Long-term Labor Solutions
Governments and industry often claim that infrastructure projects provide benefits to local communities in the form of jobs. But inevitably, such benefits are provided only to small numbers of people for a short period of time — once a road or dam is built, the jobs dry up. This small, short-term benefit hardly compensates for the wide-scale destruction that such projects cause to those communities, whether it’s the dislocation caused by a highway, the destruction of water supplies from a dam or the degradation of people’s health caused by a mine or power plant.

A better way to guarantee the economic health of communities over the long-term is to shift toward a local economic model. In such a model, networks of related communities produce for themselves the food and other goods that they consume. In this way, they are more directly in control of their lives, deciding what products they wish to consume, what local environmental costs they are willing to bear, and what conditions they wish to work under. This would provide true job security: the security that comes from producing only that which is needed, from being in control of that production, and from keeping that production on a small, local scale.
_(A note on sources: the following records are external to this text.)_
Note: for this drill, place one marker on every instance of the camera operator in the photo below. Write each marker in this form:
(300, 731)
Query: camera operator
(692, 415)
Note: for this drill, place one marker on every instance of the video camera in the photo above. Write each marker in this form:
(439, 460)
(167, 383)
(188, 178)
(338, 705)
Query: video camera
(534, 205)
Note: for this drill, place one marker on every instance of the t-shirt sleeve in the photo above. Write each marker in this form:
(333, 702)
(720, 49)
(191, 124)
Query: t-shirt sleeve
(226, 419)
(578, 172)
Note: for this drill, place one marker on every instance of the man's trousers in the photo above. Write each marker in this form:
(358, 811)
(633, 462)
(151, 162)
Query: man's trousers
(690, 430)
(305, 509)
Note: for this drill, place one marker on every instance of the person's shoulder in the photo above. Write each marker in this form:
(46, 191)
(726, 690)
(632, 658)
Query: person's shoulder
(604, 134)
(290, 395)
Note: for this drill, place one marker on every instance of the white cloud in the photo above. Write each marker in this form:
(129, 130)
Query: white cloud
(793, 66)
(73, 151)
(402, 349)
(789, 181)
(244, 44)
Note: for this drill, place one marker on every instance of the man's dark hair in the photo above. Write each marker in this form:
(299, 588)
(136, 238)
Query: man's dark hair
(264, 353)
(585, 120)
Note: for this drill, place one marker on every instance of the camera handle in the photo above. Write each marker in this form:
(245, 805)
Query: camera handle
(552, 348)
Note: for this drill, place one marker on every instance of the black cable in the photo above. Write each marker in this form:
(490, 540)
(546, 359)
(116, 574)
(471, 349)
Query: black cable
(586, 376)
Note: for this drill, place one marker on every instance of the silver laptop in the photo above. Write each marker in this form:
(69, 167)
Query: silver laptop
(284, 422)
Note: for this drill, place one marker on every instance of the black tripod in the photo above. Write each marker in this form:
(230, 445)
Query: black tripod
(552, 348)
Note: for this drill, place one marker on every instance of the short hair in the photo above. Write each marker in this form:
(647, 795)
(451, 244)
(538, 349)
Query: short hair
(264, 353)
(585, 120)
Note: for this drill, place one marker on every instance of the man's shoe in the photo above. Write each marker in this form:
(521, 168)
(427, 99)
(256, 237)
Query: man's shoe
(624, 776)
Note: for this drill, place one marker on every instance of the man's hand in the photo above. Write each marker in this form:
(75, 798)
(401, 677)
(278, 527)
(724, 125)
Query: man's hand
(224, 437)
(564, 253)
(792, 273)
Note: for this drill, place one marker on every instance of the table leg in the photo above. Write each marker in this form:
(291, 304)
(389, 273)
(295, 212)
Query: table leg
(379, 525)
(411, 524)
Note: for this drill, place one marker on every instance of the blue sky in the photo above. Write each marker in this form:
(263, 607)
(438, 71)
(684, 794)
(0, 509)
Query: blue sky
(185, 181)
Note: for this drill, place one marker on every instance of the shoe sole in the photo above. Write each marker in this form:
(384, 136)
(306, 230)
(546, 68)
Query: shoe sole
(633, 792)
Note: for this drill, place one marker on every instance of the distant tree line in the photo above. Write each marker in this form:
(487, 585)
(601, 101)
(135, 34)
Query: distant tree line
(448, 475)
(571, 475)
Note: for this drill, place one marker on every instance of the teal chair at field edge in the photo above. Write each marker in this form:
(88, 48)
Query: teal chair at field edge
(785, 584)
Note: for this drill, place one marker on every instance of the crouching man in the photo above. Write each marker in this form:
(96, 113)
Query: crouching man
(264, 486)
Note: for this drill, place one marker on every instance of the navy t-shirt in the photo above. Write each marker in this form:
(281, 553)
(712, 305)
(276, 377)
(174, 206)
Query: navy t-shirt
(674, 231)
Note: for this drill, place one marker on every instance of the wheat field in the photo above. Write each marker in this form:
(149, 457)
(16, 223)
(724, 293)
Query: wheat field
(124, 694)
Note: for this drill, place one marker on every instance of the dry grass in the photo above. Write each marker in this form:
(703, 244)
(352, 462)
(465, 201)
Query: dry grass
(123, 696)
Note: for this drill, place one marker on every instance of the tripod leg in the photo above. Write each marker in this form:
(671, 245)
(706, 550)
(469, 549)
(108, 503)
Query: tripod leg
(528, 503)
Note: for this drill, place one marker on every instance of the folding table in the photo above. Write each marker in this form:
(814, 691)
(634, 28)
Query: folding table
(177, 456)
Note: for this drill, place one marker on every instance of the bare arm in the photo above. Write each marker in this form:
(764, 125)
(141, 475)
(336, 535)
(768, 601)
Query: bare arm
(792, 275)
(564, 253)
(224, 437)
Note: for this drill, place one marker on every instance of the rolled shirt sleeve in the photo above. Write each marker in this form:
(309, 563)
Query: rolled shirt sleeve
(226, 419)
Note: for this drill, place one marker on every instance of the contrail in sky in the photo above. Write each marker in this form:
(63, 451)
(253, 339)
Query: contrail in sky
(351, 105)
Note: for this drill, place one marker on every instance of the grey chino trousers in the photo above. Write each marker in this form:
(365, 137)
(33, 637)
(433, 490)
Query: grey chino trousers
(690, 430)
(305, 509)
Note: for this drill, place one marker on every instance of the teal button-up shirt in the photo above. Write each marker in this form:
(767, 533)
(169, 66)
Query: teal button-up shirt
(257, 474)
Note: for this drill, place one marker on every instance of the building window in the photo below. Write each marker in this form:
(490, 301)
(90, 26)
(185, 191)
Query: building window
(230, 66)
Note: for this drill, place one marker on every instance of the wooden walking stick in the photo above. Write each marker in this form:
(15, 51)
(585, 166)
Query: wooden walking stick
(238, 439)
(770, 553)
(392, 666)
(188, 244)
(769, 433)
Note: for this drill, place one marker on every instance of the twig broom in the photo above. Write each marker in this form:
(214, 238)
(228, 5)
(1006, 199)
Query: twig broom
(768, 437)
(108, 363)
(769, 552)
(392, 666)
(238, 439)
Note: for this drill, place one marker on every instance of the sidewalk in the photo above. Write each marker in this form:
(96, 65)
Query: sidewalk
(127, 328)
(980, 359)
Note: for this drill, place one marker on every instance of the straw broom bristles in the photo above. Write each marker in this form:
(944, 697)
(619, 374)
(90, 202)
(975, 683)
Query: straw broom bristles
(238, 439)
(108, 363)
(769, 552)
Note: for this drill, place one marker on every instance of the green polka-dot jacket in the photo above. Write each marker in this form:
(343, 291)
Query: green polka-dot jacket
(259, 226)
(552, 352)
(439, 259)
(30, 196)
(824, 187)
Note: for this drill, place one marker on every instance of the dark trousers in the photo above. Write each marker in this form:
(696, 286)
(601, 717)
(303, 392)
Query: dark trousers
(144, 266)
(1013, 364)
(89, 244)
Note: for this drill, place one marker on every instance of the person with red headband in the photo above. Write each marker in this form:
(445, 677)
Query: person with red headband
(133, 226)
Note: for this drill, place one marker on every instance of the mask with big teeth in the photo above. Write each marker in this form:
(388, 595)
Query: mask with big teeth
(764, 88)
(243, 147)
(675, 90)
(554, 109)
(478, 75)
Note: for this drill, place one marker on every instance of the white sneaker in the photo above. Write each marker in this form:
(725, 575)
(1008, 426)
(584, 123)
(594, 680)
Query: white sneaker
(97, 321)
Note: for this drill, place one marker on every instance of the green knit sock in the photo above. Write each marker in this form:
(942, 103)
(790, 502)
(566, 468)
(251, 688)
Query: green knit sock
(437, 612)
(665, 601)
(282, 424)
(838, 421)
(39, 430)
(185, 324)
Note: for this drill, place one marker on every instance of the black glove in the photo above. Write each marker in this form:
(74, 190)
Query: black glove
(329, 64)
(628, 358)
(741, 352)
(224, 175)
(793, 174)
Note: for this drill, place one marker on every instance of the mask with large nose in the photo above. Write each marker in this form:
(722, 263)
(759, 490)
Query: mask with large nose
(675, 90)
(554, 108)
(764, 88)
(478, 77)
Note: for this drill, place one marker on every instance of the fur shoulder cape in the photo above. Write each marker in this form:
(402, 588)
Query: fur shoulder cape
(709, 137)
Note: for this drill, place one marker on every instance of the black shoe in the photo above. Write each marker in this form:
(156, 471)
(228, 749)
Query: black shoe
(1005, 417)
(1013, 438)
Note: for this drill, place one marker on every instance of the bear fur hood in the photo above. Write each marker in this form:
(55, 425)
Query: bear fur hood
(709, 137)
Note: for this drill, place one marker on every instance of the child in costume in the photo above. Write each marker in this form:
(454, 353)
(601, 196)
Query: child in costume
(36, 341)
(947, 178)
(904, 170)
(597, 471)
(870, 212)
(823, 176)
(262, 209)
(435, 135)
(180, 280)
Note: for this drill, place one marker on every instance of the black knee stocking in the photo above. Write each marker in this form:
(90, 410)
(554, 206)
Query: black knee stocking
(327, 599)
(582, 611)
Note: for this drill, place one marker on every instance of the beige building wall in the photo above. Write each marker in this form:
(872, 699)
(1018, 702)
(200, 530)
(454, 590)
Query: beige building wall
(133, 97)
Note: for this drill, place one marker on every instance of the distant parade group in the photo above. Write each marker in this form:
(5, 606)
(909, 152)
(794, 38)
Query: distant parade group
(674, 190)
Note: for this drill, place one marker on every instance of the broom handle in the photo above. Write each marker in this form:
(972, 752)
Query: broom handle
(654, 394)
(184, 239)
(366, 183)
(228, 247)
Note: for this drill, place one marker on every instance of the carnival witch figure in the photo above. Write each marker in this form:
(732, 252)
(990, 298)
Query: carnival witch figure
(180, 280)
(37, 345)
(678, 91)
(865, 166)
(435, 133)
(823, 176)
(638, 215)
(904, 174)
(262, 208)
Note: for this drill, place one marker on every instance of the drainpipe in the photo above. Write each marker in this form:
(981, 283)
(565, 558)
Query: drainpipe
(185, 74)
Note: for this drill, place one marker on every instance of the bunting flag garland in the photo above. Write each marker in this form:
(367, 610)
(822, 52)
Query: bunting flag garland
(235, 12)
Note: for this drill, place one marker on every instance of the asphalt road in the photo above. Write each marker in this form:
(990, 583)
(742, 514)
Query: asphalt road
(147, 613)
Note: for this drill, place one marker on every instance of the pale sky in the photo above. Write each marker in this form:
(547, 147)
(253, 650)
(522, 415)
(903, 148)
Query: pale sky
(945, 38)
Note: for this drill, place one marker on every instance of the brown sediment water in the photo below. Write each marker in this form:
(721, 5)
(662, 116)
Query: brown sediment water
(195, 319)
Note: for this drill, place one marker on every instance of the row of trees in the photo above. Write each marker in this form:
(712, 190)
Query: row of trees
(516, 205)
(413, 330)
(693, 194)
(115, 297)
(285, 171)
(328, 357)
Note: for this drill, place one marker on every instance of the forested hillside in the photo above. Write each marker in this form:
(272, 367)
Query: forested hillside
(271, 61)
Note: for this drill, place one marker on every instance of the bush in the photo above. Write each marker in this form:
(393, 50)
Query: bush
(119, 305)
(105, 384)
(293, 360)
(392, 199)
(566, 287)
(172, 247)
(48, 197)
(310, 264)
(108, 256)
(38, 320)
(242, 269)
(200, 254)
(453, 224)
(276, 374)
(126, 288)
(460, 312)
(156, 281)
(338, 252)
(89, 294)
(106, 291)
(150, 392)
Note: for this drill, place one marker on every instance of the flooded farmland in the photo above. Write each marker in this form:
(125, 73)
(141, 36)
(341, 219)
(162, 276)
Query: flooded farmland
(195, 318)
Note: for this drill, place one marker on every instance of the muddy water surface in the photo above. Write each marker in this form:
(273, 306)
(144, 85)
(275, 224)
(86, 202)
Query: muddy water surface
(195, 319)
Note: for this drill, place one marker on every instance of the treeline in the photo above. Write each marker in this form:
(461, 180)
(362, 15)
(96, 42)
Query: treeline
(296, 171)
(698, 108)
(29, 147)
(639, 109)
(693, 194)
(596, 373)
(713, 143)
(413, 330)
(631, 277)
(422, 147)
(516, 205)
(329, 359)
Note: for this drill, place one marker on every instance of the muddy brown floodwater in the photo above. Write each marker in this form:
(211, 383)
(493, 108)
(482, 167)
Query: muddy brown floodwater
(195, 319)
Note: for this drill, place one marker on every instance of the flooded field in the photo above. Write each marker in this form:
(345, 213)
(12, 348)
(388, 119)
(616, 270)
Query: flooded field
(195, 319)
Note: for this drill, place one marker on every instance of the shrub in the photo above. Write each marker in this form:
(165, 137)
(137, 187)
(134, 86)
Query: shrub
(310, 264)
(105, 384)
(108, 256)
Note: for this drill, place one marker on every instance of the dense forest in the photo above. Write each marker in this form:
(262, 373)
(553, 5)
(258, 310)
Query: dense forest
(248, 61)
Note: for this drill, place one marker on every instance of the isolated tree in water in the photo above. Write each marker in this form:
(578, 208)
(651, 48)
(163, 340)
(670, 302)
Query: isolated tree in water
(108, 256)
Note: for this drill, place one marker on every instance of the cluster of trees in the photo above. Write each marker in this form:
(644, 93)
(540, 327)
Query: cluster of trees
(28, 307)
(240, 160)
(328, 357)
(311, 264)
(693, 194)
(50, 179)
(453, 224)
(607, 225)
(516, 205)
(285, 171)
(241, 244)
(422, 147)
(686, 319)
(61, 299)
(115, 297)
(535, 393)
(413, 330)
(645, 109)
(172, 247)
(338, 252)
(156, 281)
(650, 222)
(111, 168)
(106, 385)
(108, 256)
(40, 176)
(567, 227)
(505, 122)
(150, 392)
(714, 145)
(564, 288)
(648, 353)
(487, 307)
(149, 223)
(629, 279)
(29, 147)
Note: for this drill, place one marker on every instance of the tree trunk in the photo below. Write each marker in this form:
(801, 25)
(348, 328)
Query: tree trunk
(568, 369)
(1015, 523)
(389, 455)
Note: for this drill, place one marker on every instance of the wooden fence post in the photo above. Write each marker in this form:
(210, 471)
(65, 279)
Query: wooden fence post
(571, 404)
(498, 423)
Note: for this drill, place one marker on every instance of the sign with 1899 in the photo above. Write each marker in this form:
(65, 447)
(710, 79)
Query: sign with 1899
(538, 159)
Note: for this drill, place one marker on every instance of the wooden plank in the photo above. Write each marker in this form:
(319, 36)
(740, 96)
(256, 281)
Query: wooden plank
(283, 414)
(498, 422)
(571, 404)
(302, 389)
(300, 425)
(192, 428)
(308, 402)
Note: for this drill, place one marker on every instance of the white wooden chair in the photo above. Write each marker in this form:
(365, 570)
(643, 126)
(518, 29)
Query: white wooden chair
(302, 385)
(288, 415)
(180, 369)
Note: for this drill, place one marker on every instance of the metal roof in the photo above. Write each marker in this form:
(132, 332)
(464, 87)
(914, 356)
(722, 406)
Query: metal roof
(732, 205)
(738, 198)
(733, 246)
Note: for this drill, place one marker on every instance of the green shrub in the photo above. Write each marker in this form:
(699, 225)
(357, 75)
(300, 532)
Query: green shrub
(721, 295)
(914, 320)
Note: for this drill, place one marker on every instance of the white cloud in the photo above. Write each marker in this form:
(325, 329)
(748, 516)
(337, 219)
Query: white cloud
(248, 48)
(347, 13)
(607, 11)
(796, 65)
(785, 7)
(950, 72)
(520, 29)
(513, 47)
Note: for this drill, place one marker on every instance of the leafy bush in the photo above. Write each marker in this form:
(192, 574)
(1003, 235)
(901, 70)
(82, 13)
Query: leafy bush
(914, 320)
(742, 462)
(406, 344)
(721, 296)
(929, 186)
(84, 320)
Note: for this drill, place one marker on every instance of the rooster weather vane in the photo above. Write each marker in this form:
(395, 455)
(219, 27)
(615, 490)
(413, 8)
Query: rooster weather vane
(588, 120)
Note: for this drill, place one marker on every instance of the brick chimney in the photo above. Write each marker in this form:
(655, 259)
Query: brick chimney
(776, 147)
In this system, it is no longer possible for the costs associated with a product’s manufacture to be forced upon another community. There would be no destructive mining of ore for consumption far away, or chemical plants dumping toxins in a community that would rather have clean drinking water. Since there isn’t much place in such a model for multinational corporations that are based around shipping products over vast distances, local economies would also lessen corporate control over our lives. This vision may seem like a long shot. Indeed, sensing a threat to their continued dominance over our lives, corporations and governments will try to stand in our way. But it’s a vision worth fighting for.

Which brings us back to the primary reason for targeting infrastructure: because it’s a weakness of the system that stands between us and the realization of our dreams.